L’Amérique du Sud, au début du XIXe siècle, avait conquis sa souveraineté, le XXe siècle, c’était le tour de l’Afrique et de l’Asie. L’histoire de l’humanité a un sens, en effet, moins d’une décennie après la guerre, éclatait la crise de la Bourse de New York (Wall Street). Comment comprendre la crise de 1929 ? Une « fatalité », une « malédiction » qui pesait sur l’Occident ? Cette crise a fait l’objet de milliers d’analyses politiques et économiques mais n’a pas été transcendé, n’a jamais été au-delà des possibilités apparentes que la nature de cette crise exceptionnelle pouvait apporter comme connaissance dans la compréhension de l’évolution et du sens du monde.

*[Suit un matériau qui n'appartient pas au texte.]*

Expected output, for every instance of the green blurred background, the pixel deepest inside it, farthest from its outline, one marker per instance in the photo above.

Non cette crise n’était pas un accident mais un contingent qui entrait dans la marche de l’histoire. Crise boursière sans précédent, elle va mettre un processus en marche qui va déboucher sur la Deuxième Guerre mondiale. Edgar Morin parle de l’histoire comme « une succession d’émergences et d’effondrements, de périodes calmes et de cataclysmes, de bifurcations, de tourbillons des émergences inattendues ».Dans « abîme et métamorphose », il écrit : « En 1929, la crise économique, conjuguée à l’humiliation des lendemains de la Première Guerre mondiale, a provoqué la venue au pouvoir d’Hitler, par des voies démocratiques. Ce n’est pas d’un pays arriéré qu’est venue la barbarie, mais de ce qui était la première puissance industrielle d’Europe, et qui était sur le plan culturel, la plus avancée ».

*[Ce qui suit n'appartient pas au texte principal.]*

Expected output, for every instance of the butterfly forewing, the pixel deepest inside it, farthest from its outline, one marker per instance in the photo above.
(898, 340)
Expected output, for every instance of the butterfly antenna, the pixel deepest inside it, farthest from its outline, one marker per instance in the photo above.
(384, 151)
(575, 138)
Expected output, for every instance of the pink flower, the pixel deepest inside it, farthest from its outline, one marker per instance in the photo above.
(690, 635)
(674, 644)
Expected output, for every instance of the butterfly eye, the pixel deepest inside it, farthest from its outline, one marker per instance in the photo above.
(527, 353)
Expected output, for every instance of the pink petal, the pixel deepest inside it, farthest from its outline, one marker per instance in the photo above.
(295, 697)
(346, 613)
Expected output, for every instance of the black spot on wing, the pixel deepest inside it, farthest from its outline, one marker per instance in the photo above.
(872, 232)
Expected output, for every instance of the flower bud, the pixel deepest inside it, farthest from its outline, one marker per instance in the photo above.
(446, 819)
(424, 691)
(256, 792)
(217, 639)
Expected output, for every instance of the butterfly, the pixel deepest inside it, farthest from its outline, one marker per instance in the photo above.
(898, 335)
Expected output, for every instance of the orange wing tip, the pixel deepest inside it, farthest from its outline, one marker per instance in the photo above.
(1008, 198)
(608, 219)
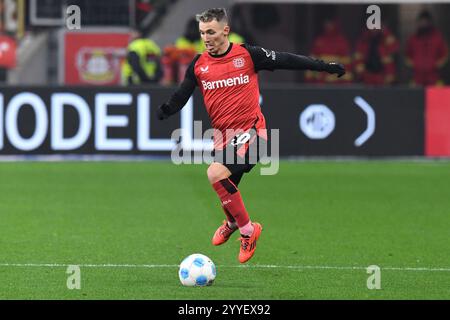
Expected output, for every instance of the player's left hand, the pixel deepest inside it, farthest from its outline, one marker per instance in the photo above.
(335, 68)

Si tout ce qu’énonce Edgar Morin relève de la constatation des faits de l’Histoire, il reste que Morin ne dit pas « pourquoi le monde a vécu l’abîme passée » ? Pourquoi la crise de 1929 est survenue alors que les seules grandes puissances économiques, à cette époque, étaient occidentales, le reste du monde était colonisé ou comptait peu dans les relations internationales.
En vérité, la crise de 1929 comme la dépression des années 1930 et la Deuxième Guerre mondiale qui a éclaté en 1939 relèvent des phases historiques précises par lesquelles l’humanité devait passer. Sans ces événements, des continents entiers seraient restés sous domination coloniale. Il nous apparaît aussi que le principal ennemi de l’Occident n’a pas été le monde colonisé qui, en fin de compte, n’a fait que prendre le train en marche pour se libérer, mais, paradoxalement, c’est par la formidable puissance économique et militaire qu’est venue la crise puis la guerre. Et par la guerre que les empires coloniaux ont été emportés et qu’est née la « Liberté » des peuples.

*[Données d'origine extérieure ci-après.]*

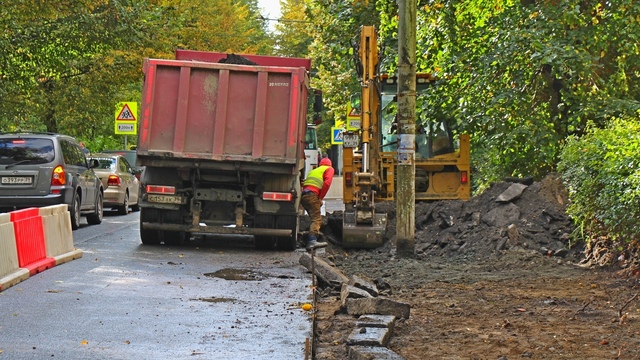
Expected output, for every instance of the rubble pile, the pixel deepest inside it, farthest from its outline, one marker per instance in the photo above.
(511, 215)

Aujourd’hui le même processus joue dans la guerre en Ukraine, une guerre où ne s’oppose pas seulement l’Ukraine à la Russie, mais tout l’Occident à la Russie ; l’Ukraine n’est qu’un contexte où butent les aspirations hégémoniques entre les deux grandes puissances, depuis leurs sorties victorieuses du Deuxième Conflit mondial. Là aussi, par la formidable puissance militaire des États-Unis et de l’ex-Union soviétique devenue la Russie, que va venir la destruction de cette structure de l’histoire et déboucher sur une nouvelle structure avec d’autres acteurs qui vont émerger et changer le cours de l’histoire. L’histoire, en se répétant, s’inscrit toujours dans le progrès du monde.
Medjdoub Hamed
Chercheur spécialisé en Economie mondiale,
relations internationales et Prospective.